Ein laotisches Flugzeug soll seine Passagiere zu einer Militärparade bringen, aber etwas geht schief und die Maschine verunglückt. Unter den Insassen, die bei dem Absturz ums Leben kommen, befinden sich hohe Regierungsbeamte.

Beim Absturz eines Militärflugzeugs in Laos sind Verteidigungsminister Douangchay Phichit und vier weitere hohe Staatsvertreter ums Leben gekommen. Nach Angaben des Außenministeriums in Bangkok waren etwa 20 Menschen an Bord der Unglücksmaschine. Die amtliche laotische Nachrichtenagentur KPL vermeldete den Absturz, ohne Angaben zu den Opfern zu machen.

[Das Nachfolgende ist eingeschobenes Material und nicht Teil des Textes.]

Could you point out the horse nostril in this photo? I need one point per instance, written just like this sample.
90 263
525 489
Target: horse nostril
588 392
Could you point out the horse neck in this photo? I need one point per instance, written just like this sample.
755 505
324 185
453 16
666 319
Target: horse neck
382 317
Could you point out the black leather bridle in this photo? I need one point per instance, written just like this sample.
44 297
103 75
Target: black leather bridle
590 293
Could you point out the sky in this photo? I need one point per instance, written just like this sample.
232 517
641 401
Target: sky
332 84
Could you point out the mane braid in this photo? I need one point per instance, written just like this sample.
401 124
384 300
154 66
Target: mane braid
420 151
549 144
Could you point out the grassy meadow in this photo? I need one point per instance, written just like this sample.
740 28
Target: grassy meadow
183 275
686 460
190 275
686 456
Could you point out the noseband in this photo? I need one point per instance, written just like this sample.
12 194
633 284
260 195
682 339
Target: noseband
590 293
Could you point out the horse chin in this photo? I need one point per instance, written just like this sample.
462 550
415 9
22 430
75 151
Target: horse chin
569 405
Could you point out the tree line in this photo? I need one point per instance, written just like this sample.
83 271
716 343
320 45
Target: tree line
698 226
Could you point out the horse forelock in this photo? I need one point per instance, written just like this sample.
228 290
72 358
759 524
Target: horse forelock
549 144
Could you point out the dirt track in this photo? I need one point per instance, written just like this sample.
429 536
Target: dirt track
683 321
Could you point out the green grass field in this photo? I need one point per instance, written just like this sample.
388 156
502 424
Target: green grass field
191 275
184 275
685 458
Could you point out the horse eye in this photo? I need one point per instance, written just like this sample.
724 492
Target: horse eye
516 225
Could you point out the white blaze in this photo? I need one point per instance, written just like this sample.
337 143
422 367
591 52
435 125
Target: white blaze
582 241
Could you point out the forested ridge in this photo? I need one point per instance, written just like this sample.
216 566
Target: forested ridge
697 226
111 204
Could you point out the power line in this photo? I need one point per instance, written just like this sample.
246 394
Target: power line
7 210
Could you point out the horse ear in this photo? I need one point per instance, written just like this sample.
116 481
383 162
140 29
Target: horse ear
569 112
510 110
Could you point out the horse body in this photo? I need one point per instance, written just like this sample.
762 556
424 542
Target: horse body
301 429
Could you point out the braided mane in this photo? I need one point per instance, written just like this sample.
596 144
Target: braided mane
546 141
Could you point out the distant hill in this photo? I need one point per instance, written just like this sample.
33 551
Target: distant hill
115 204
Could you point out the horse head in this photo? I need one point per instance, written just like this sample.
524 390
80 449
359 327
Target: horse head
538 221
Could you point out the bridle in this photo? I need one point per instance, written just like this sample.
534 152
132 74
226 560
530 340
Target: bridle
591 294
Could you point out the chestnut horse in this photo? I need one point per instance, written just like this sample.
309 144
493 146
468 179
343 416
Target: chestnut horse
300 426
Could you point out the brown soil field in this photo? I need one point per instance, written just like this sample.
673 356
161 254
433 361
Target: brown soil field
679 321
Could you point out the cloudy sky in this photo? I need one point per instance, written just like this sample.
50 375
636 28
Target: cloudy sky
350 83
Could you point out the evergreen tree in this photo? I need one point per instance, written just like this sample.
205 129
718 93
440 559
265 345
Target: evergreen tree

Die Maschine war auf dem Weg von der Hauptstadt Vientiane zu einer Militärzeremonie in der nordöstlichen Provinz Xiangkhouang, als sie verunglückte. Von KPL verbreitete Bilder zeigen Wrackteile im Dschungel. Rettungskräfte suchten nach möglichen Überlebenden, hieß es in dem Bericht.

Das zwischen Thailand und Vietnam gelegene Laos ist eines der ärmsten Länder Südostasiens. Es wird von einer Ein-Parteien-Regierung geführt. Immer wieder kommt es zu Flugzeugunglücken. Im vergangenen Oktober war ein Zivilflugzeug von Lao Airlines bei schlechtem Wetter in den Mekong gestürzt, dabei waren alle 49 Menschen an Bord ums Leben gekommen.